Hoppity also led to John’s invitation to the Blue Peter studio: “That was with Valerie Singleton and they were feeding Hoppity with bottled milk.

“He also had a badger he used to take around town and get drunk with him.”

John created books featuring his companion Hoppity and he would sell them and many of his paintings to support local good causes and he supplied every primary school in the town with a large colouring set.

He also published two books of poetry and the last, in 2006, ‘A Cry from the Heart’ was based on his experiences during the war.

He used the proceeds to provide a bench, outside the Lloyds Bank on High Street, dedicated to the memory of servicemen and women and it is recognised as a war memorial by the Imperial War Museum.

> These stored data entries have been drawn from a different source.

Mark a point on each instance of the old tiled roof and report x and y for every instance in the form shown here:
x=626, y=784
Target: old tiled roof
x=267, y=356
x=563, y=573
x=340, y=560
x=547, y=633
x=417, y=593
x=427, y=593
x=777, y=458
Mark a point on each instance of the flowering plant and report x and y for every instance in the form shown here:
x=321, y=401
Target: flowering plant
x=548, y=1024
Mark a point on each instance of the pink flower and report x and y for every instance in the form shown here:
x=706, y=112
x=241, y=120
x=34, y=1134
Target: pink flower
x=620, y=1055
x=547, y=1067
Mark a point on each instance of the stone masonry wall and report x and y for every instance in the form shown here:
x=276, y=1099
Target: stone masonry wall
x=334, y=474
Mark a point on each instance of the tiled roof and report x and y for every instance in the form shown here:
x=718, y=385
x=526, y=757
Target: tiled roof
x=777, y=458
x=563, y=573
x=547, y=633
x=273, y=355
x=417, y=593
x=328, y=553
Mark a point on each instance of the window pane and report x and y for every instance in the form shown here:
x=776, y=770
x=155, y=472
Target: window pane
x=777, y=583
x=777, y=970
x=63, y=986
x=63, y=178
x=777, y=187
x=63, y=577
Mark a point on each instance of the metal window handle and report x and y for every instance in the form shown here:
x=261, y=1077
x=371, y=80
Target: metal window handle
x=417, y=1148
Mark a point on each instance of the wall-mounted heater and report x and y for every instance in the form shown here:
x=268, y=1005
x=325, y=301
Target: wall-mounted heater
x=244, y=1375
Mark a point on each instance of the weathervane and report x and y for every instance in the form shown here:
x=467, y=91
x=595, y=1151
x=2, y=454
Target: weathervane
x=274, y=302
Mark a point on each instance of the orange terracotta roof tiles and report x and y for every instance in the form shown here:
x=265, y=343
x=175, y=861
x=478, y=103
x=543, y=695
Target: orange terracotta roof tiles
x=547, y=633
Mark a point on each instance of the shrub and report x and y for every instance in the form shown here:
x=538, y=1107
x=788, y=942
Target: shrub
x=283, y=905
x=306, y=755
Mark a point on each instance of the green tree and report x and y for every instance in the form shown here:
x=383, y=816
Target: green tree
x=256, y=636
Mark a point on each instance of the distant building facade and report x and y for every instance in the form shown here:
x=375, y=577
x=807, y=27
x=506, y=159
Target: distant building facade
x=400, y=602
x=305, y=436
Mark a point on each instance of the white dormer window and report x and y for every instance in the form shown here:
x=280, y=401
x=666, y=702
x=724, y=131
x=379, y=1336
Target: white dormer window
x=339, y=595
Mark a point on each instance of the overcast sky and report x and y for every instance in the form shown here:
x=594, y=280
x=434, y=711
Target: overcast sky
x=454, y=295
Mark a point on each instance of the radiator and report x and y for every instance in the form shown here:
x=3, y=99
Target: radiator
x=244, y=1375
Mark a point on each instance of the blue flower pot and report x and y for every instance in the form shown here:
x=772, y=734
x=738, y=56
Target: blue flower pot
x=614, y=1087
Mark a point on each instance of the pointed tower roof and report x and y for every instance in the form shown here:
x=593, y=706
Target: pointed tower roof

Cherilyn said her father would also fund events for veterans and he also met Prince Charles in recognition of his fundraising activities.

John also insisted he had the original idea for the television sitcom Dad’s Army but said the idea had been rejected by the BBC.

In 2009 John also took on the might of Brecon’s public school Christ College when it sought permission to close a public footpath running through its grounds.

The then 84-year-old said: “It has been a public footpath for the best part of a thousand years. It was there long before Christ College and is a symbol of rural freedom.

“Once you start closing public footpaths others will jump on the bandwagon and there will be nowhere for us to walk in the countryside, this is the thin end of the wedge.”

Despite John’s efforts a planning inspector, who met with him in Brecon, accepted the school’s request.

John’s funeral will be at the Llwydcoed Crematorium, Aberdare, on Friday, April 12 at 3.45pm followed by a wake at the Brecon Workmen’s Club.

Donations can be made in John’s memory to the Wales Air Ambulance.